I heard the news today, o boy.
Ain’t there one damn song that can make me break down and cry?
Op Twitter schreef iemand vanochtend: “Ik verbaas me altijd over collectieve online rouw.” Ik heb daar de hele ochtend over moeten nadenken. Hoe alle tijdlijnen volstromen met liedjes en video’s en stukjes tekst. In een veelheid wordt iets als rouw minder waard.
Is dat zo?
Ik heb David Bowie één keer in mijn leven live gezien. Ik word oud, want dat was in 1996 op Torhout/Werchter. Ik was zestien, het was het tweede festival in mijn leven en ik was de helft van de tijd afgeleid door de grootsheid van het al daar. De modder, de mensen, de rockers, het weiland waar we kampeerden. En “o ja”, daar stond David Bowie in de verte. Toen ik vandaag de line-up eens opzocht kon ik haast niet geloven dat ik nog gedetailleerd weet dat mijn Dr. Martins in de modder bleven steken, er maar twee kraantjes voor twee voetbalvelden vol tentjes beschikbaar waren en dat ik tegen een speaker in slaap ben gevallen, maar dat ik niet meer weet wat David Bowie zong, wat ik dacht of waar ik precies stond. Ik zie hem alleen maar in de verte staan, die lange man. In een veelheid worden ook zaken als optredens van helden minder waard. Van het optreden van The Afghan Whigs weet ik ook niets meer, terwijl dat mijn lievelingsband was destijds. Noch herinner ik mij Pulp, Massive Attack, ik zie Neil Young ook nog in de verte met alleen een gitaar, ik zie hoe Flea zijn broek uittrekt. Wat ik wel weet is hoe ik de zwarte hamburgers en slappe frieten met zure mayonaise at en wat er op de posters stond waar ik naar keek terwijl ik at, hoeveel cola en bier ik dronk, ik weet de weg nog naar ons tentje en hoe we de ouwe Eend moesten aanduwen bij elk stoplicht tijdens de heen- en terugweg.
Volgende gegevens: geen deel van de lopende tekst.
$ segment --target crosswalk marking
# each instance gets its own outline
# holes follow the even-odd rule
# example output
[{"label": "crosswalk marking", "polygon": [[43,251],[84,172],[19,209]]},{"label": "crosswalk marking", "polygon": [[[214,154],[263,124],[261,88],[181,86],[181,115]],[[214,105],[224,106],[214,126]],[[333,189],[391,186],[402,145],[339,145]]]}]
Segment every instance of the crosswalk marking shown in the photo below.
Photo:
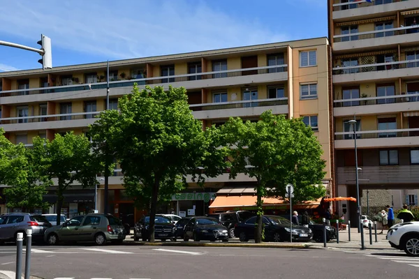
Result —
[{"label": "crosswalk marking", "polygon": [[109,254],[132,254],[131,252],[117,251],[115,250],[99,249],[99,248],[80,248],[88,251],[103,252]]}]

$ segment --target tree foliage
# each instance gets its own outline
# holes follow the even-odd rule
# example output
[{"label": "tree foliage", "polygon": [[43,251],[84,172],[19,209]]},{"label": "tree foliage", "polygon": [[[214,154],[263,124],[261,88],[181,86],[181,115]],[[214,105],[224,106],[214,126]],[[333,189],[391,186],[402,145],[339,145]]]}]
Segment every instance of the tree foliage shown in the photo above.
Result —
[{"label": "tree foliage", "polygon": [[94,141],[105,140],[121,164],[124,186],[137,203],[150,205],[149,236],[154,240],[154,216],[159,199],[182,190],[188,174],[199,183],[220,169],[209,163],[221,158],[212,153],[210,133],[195,119],[184,88],[169,86],[140,91],[119,99],[119,112],[108,110],[91,126]]},{"label": "tree foliage", "polygon": [[285,186],[294,186],[295,202],[324,195],[323,151],[311,129],[301,119],[264,112],[257,123],[230,119],[221,128],[224,146],[228,146],[230,179],[239,173],[256,178],[258,218],[255,241],[262,241],[263,197],[284,197]]}]

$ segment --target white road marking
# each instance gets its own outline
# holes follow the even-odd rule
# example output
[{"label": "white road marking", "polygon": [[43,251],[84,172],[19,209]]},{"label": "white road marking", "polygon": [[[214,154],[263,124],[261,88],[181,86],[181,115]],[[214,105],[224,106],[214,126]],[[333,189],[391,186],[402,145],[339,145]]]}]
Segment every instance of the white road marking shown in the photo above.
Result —
[{"label": "white road marking", "polygon": [[189,254],[189,255],[200,255],[200,254],[202,254],[201,252],[182,251],[182,250],[168,250],[168,249],[153,249],[153,250],[154,250],[156,251],[173,252],[178,252],[178,253],[181,253],[181,254]]},{"label": "white road marking", "polygon": [[108,254],[132,254],[131,252],[117,251],[115,250],[98,249],[98,248],[80,248],[88,251],[103,252]]}]

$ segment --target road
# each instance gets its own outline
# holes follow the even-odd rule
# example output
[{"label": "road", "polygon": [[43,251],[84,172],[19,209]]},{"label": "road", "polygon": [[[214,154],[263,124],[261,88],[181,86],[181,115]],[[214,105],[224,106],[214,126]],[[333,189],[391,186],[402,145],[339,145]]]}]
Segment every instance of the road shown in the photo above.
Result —
[{"label": "road", "polygon": [[[15,246],[0,246],[0,271],[13,271]],[[419,258],[397,250],[127,246],[33,246],[31,274],[53,278],[411,278]]]}]

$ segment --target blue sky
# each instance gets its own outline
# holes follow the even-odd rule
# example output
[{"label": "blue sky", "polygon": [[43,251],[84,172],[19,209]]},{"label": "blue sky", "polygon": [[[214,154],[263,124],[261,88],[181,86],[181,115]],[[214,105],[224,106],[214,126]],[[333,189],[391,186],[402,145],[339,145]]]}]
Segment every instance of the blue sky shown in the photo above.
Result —
[{"label": "blue sky", "polygon": [[[54,66],[326,36],[326,0],[20,0],[0,6],[0,40],[39,47]],[[0,46],[0,71],[40,68]]]}]

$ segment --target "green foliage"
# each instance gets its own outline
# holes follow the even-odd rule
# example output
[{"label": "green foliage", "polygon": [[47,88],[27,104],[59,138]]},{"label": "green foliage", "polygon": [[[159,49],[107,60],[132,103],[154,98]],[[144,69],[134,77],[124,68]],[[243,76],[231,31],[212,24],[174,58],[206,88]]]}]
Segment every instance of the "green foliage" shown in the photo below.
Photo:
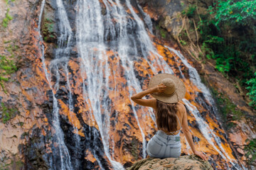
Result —
[{"label": "green foliage", "polygon": [[5,93],[6,93],[6,91],[4,89],[3,82],[9,81],[9,79],[5,76],[15,72],[16,70],[17,67],[14,60],[8,60],[5,56],[0,55],[0,86]]},{"label": "green foliage", "polygon": [[[245,142],[248,142],[249,139],[247,139]],[[245,146],[245,151],[247,152],[245,157],[247,159],[247,163],[250,164],[256,159],[256,138],[252,140],[250,140],[248,144]],[[251,158],[250,158],[251,155]]]},{"label": "green foliage", "polygon": [[256,1],[255,0],[218,1],[216,6],[210,6],[210,13],[215,13],[215,25],[252,25],[256,19]]},{"label": "green foliage", "polygon": [[225,123],[228,130],[236,125],[232,120],[237,120],[243,115],[242,111],[228,98],[225,97],[221,93],[212,89],[212,92],[216,98],[218,106],[219,106],[219,110],[223,122]]},{"label": "green foliage", "polygon": [[182,15],[186,16],[188,18],[192,18],[195,15],[196,6],[195,4],[189,5],[183,11],[181,11]]},{"label": "green foliage", "polygon": [[256,72],[255,72],[255,77],[250,79],[246,83],[248,84],[246,89],[249,91],[247,95],[252,100],[249,105],[256,109]]},{"label": "green foliage", "polygon": [[161,28],[159,26],[156,26],[156,29],[159,31],[161,38],[166,38],[167,32],[164,29]]},{"label": "green foliage", "polygon": [[50,38],[54,38],[54,22],[51,19],[45,18],[42,31],[44,35],[44,41],[48,42],[48,40],[50,40]]},{"label": "green foliage", "polygon": [[7,108],[4,103],[1,103],[1,106],[2,110],[3,123],[6,123],[8,120],[14,116],[15,113],[16,113],[18,110],[16,108]]},{"label": "green foliage", "polygon": [[10,8],[8,8],[7,12],[6,13],[6,17],[3,19],[2,26],[4,28],[7,28],[9,22],[13,19],[13,17],[9,14],[9,11],[10,11]]},{"label": "green foliage", "polygon": [[182,45],[186,45],[186,41],[184,41],[184,40],[180,40],[180,42],[181,42],[181,44]]}]

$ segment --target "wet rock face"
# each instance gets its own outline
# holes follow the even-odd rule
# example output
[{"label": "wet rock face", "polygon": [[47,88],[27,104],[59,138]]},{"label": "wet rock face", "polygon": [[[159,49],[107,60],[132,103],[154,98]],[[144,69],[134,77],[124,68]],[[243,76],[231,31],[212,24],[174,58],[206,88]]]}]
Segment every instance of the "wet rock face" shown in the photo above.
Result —
[{"label": "wet rock face", "polygon": [[182,25],[180,17],[181,12],[185,8],[185,1],[179,0],[139,0],[139,3],[144,6],[151,18],[159,23],[159,26],[168,32],[176,35]]},{"label": "wet rock face", "polygon": [[135,162],[127,170],[164,170],[198,169],[213,170],[209,162],[194,155],[181,156],[180,158],[147,158]]}]

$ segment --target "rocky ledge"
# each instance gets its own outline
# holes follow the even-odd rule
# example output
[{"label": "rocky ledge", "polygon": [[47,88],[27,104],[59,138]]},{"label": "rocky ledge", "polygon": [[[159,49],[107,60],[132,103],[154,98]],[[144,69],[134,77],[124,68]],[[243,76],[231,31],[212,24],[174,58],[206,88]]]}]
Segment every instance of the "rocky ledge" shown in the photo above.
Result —
[{"label": "rocky ledge", "polygon": [[181,156],[179,158],[143,159],[135,162],[127,170],[164,170],[164,169],[203,169],[213,170],[210,163],[195,155]]}]

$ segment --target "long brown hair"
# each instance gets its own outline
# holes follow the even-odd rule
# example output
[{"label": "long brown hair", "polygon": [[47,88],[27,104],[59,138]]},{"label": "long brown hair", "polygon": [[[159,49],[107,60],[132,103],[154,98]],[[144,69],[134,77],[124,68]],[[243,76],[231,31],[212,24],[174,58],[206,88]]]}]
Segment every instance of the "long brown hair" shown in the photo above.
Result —
[{"label": "long brown hair", "polygon": [[177,130],[177,103],[166,103],[156,100],[156,125],[159,129],[166,132]]}]

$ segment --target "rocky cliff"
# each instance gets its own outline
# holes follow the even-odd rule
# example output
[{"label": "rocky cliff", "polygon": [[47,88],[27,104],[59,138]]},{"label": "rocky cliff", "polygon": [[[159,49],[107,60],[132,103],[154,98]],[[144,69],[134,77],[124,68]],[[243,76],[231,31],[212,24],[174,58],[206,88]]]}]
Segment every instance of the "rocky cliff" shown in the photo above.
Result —
[{"label": "rocky cliff", "polygon": [[[0,55],[9,63],[0,74],[5,78],[0,81],[0,168],[130,166],[146,157],[146,142],[156,129],[152,110],[129,97],[146,89],[154,74],[172,72],[188,90],[184,101],[196,147],[211,157],[215,169],[240,164],[245,138],[255,130],[241,120],[235,132],[225,132],[200,78],[199,85],[191,79],[192,66],[209,75],[209,84],[230,91],[244,110],[250,108],[231,93],[232,86],[222,87],[227,81],[213,67],[203,69],[186,52],[184,59],[175,41],[154,35],[146,12],[157,21],[161,15],[154,4],[170,1],[141,2],[142,8],[129,1],[94,1],[90,6],[81,1],[0,1]],[[181,10],[175,4],[172,9]],[[182,23],[174,24],[169,28]],[[191,153],[181,137],[182,152]]]}]

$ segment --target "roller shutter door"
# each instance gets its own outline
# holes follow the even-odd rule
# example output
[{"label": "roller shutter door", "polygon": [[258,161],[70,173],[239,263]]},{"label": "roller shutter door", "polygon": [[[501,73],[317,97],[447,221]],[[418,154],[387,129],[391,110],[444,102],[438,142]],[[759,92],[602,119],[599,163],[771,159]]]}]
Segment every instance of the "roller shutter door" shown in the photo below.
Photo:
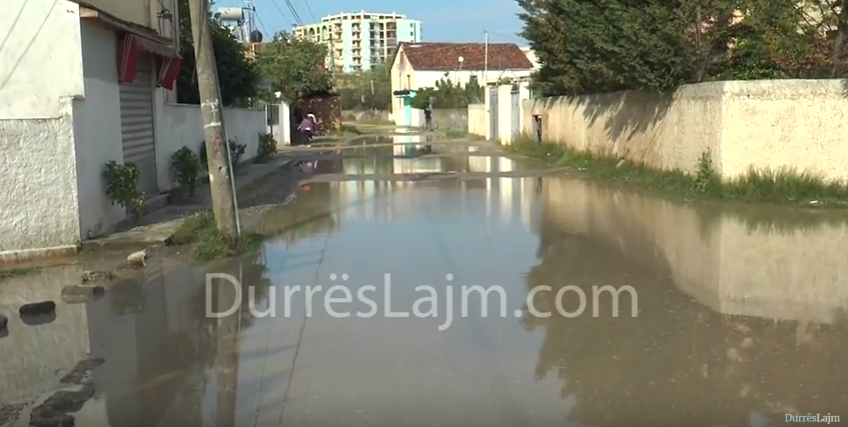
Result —
[{"label": "roller shutter door", "polygon": [[138,167],[138,189],[145,195],[159,193],[156,181],[156,143],[153,127],[153,67],[142,53],[132,83],[121,83],[121,139],[124,162]]}]

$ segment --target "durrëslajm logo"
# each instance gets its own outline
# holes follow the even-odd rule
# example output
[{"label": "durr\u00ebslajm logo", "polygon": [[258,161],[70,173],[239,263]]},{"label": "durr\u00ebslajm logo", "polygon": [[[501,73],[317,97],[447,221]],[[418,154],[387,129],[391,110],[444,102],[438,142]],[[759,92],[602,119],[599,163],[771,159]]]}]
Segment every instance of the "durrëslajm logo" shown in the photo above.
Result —
[{"label": "durr\u00ebslajm logo", "polygon": [[822,414],[807,414],[807,415],[793,415],[786,414],[786,422],[787,423],[838,423],[839,415],[822,415]]},{"label": "durr\u00ebslajm logo", "polygon": [[[348,282],[350,276],[347,274],[331,274],[330,281]],[[232,286],[235,291],[235,296],[230,307],[216,307],[212,301],[214,280],[226,282],[224,286]],[[447,284],[441,286],[416,286],[414,288],[417,298],[415,298],[411,310],[395,310],[398,308],[396,303],[393,303],[392,298],[392,277],[391,274],[383,275],[383,285],[381,288],[373,285],[350,286],[348,284],[338,284],[329,286],[273,286],[268,289],[268,307],[264,311],[259,311],[256,307],[255,289],[249,286],[248,290],[248,309],[250,314],[256,318],[277,317],[277,293],[282,290],[284,317],[291,317],[293,313],[293,302],[300,302],[302,299],[305,309],[305,316],[312,317],[316,307],[322,307],[323,312],[332,318],[348,318],[356,316],[359,318],[373,318],[382,316],[385,318],[443,318],[444,323],[439,325],[439,330],[444,331],[453,324],[454,310],[456,305],[459,305],[459,317],[468,318],[472,315],[471,312],[476,312],[477,316],[487,318],[490,317],[489,304],[497,303],[499,308],[495,316],[508,317],[508,292],[501,286],[454,286],[454,276],[448,274],[445,276]],[[209,273],[206,275],[206,316],[210,318],[221,318],[229,316],[242,305],[243,286],[239,280],[229,274]],[[455,301],[456,290],[459,291],[459,301]],[[520,318],[526,313],[533,317],[548,318],[556,314],[565,318],[575,318],[584,315],[587,306],[591,301],[592,317],[600,317],[600,301],[605,299],[605,295],[609,294],[612,303],[611,316],[619,317],[619,299],[622,294],[630,296],[630,317],[638,317],[638,297],[636,290],[631,286],[594,286],[592,287],[591,297],[586,292],[577,286],[569,285],[558,289],[551,286],[537,286],[526,293],[526,299],[523,302],[524,309],[516,309],[512,312],[512,316]],[[536,307],[536,298],[541,294],[549,294],[553,297],[553,307],[547,311]],[[577,302],[576,309],[569,311],[564,303],[566,300]],[[298,304],[300,305],[300,304]],[[351,312],[352,305],[365,305],[369,307],[367,311]],[[345,307],[348,306],[348,307]],[[470,310],[472,307],[479,307],[479,310]],[[347,308],[347,309],[345,309]],[[443,311],[440,310],[443,308]],[[214,311],[223,310],[223,311]]]}]

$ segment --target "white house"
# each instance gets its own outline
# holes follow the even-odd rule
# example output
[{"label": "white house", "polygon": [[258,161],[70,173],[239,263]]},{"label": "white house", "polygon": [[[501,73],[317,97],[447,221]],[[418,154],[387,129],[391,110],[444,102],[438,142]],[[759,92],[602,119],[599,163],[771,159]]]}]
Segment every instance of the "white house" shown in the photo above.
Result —
[{"label": "white house", "polygon": [[[12,13],[0,15],[0,264],[73,252],[124,219],[106,197],[106,162],[135,163],[138,189],[162,199],[174,187],[171,154],[203,141],[199,107],[175,104],[174,0],[4,6]],[[266,127],[264,112],[249,113],[224,109],[228,135],[246,135],[245,158]]]},{"label": "white house", "polygon": [[[514,43],[401,43],[392,61],[392,92],[435,87],[448,79],[466,85],[476,78],[483,85],[500,78],[527,77],[533,63]],[[392,116],[398,126],[420,126],[408,98],[395,97]]]}]

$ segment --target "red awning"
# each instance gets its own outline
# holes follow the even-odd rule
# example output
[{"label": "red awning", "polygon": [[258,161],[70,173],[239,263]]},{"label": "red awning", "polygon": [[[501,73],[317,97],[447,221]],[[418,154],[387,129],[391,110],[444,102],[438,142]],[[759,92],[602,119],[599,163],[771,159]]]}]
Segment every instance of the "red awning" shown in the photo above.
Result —
[{"label": "red awning", "polygon": [[131,33],[124,33],[118,44],[118,81],[135,80],[142,52],[156,57],[156,86],[173,90],[183,63],[179,53],[170,46]]}]

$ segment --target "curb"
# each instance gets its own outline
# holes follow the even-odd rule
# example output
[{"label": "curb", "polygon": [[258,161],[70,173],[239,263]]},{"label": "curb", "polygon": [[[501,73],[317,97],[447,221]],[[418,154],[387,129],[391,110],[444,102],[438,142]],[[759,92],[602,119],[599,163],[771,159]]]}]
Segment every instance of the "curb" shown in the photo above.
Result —
[{"label": "curb", "polygon": [[[253,187],[258,183],[263,182],[270,176],[279,172],[281,169],[289,166],[293,161],[294,159],[280,159],[280,162],[276,167],[270,168],[269,170],[263,173],[259,173],[256,176],[251,177],[245,182],[237,184],[236,191],[244,191],[247,190],[249,187]],[[204,203],[204,205],[205,204],[206,203]],[[206,210],[208,208],[209,206],[205,207],[204,209],[201,209],[201,211]],[[149,247],[153,245],[168,245],[176,230],[179,229],[180,225],[182,225],[183,221],[185,221],[186,217],[188,216],[189,215],[183,216],[181,218],[174,218],[172,220],[157,224],[136,226],[129,230],[111,233],[109,235],[102,236],[97,239],[86,240],[82,242],[82,249],[131,250]],[[157,227],[162,227],[164,229],[157,230]]]}]

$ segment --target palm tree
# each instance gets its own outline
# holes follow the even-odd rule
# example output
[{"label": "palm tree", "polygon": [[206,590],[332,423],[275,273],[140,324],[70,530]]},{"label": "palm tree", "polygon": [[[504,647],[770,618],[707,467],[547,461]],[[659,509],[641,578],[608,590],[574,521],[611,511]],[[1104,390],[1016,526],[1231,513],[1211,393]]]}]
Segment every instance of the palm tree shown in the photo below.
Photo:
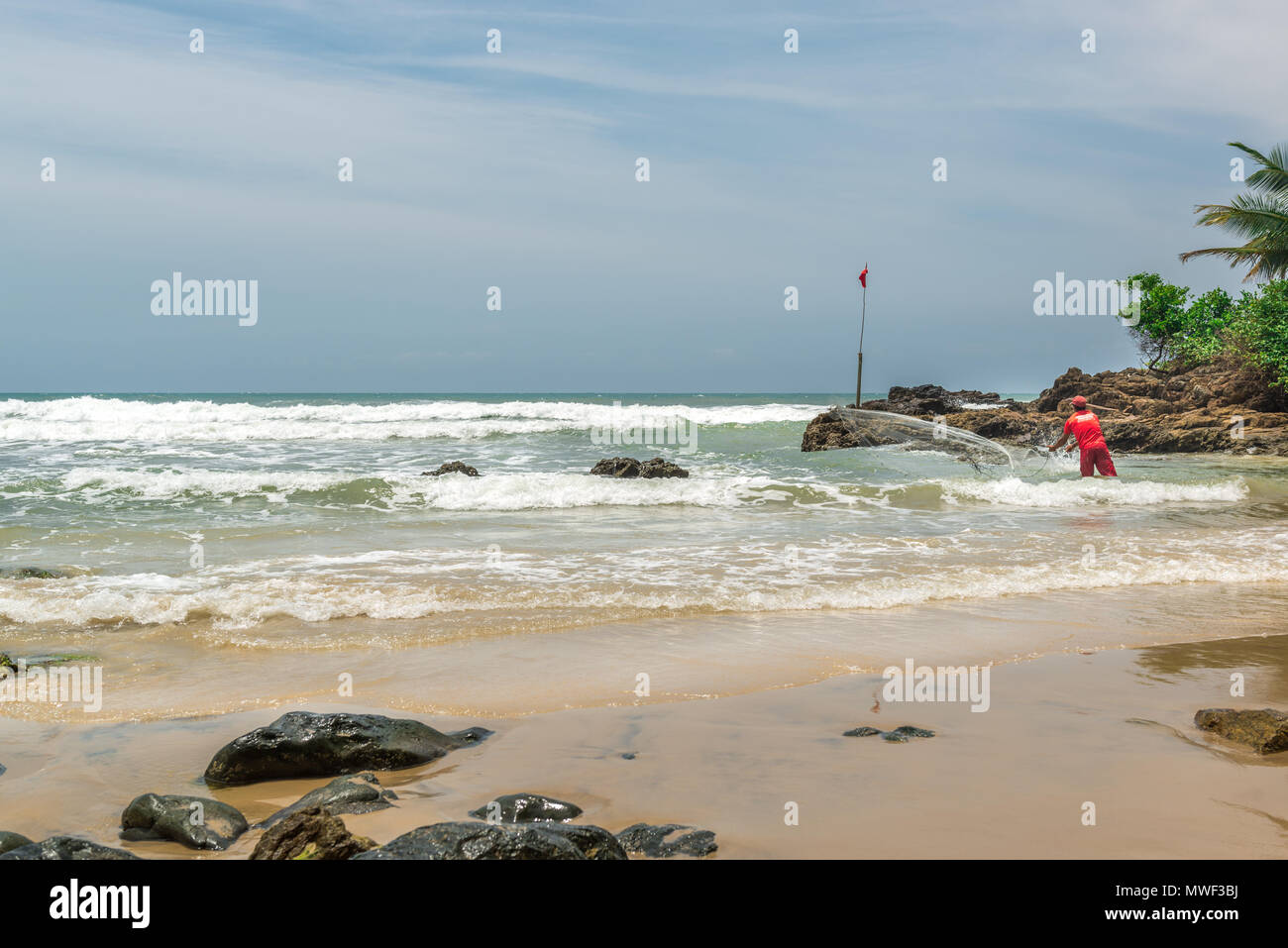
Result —
[{"label": "palm tree", "polygon": [[1261,165],[1244,182],[1251,191],[1235,194],[1230,204],[1200,204],[1197,225],[1224,227],[1248,238],[1240,247],[1208,247],[1181,254],[1181,263],[1195,256],[1220,256],[1230,267],[1249,265],[1243,280],[1282,280],[1288,277],[1288,148],[1279,144],[1262,155],[1242,142],[1229,142]]}]

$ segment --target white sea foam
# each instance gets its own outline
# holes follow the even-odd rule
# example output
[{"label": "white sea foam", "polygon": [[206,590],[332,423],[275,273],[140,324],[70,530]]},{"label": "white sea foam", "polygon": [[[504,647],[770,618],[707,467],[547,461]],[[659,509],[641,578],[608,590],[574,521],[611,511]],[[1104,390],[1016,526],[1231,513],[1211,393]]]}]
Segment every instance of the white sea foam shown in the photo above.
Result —
[{"label": "white sea foam", "polygon": [[[983,538],[985,546],[988,538]],[[1065,547],[1059,544],[1064,542]],[[902,549],[900,549],[902,545]],[[994,599],[1073,589],[1193,582],[1288,581],[1282,528],[1158,537],[1106,547],[1084,564],[1068,540],[1046,537],[1025,560],[981,560],[967,545],[913,549],[905,541],[838,542],[784,563],[773,546],[690,549],[666,555],[545,556],[487,560],[473,551],[381,551],[243,563],[191,576],[134,573],[0,583],[0,617],[19,623],[86,626],[209,618],[250,629],[269,618],[411,620],[515,611],[583,613],[596,620],[647,614],[889,609],[951,599]],[[976,547],[976,553],[978,553]],[[947,555],[947,559],[945,559]],[[900,573],[873,572],[899,559]],[[419,568],[417,568],[419,564]],[[719,564],[716,567],[715,564]],[[374,572],[372,572],[374,571]],[[477,622],[486,626],[486,618]],[[415,634],[415,632],[410,632]],[[308,632],[282,647],[326,648]]]},{"label": "white sea foam", "polygon": [[80,395],[0,401],[0,441],[149,443],[222,441],[477,439],[497,434],[653,426],[668,417],[694,425],[808,421],[823,406],[596,404],[589,402],[426,401],[384,404],[251,404],[139,402]]},{"label": "white sea foam", "polygon": [[1248,496],[1243,478],[1216,483],[1167,483],[1119,478],[1059,480],[999,480],[953,478],[938,482],[948,501],[983,501],[1018,507],[1077,507],[1087,505],[1153,506],[1157,504],[1230,504]]}]

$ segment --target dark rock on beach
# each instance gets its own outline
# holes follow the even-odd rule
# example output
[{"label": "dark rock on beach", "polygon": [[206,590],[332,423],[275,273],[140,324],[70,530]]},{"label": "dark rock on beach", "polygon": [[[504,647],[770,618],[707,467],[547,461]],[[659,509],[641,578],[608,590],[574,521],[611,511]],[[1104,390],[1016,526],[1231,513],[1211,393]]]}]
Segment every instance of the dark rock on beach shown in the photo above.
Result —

Maar van David Bowie weet ik niets meer.
Rouw en helden.
In een veelheid worden zaken soms juist meer waard. Want vanochtend was er nergens IS, dacht ik even niet aan Keulen, vanochtend liet ik mijn nichtje van één de videoclip van Ashes to Ashes zien. Af en toe stak ze een vinger op en wees ze naar hem. Ik zong mee en ik wiegde een beetje.
In 1996 had je nog geen sociale media met collectieve rouw. Toen had je plakzuil, een route naar de tent en een afspreekpunt. In gedachten plak ik een stencil op de zuil.
We live for just these twenty years
Do we have to die for the fifty more?
I heard the news today, o boy.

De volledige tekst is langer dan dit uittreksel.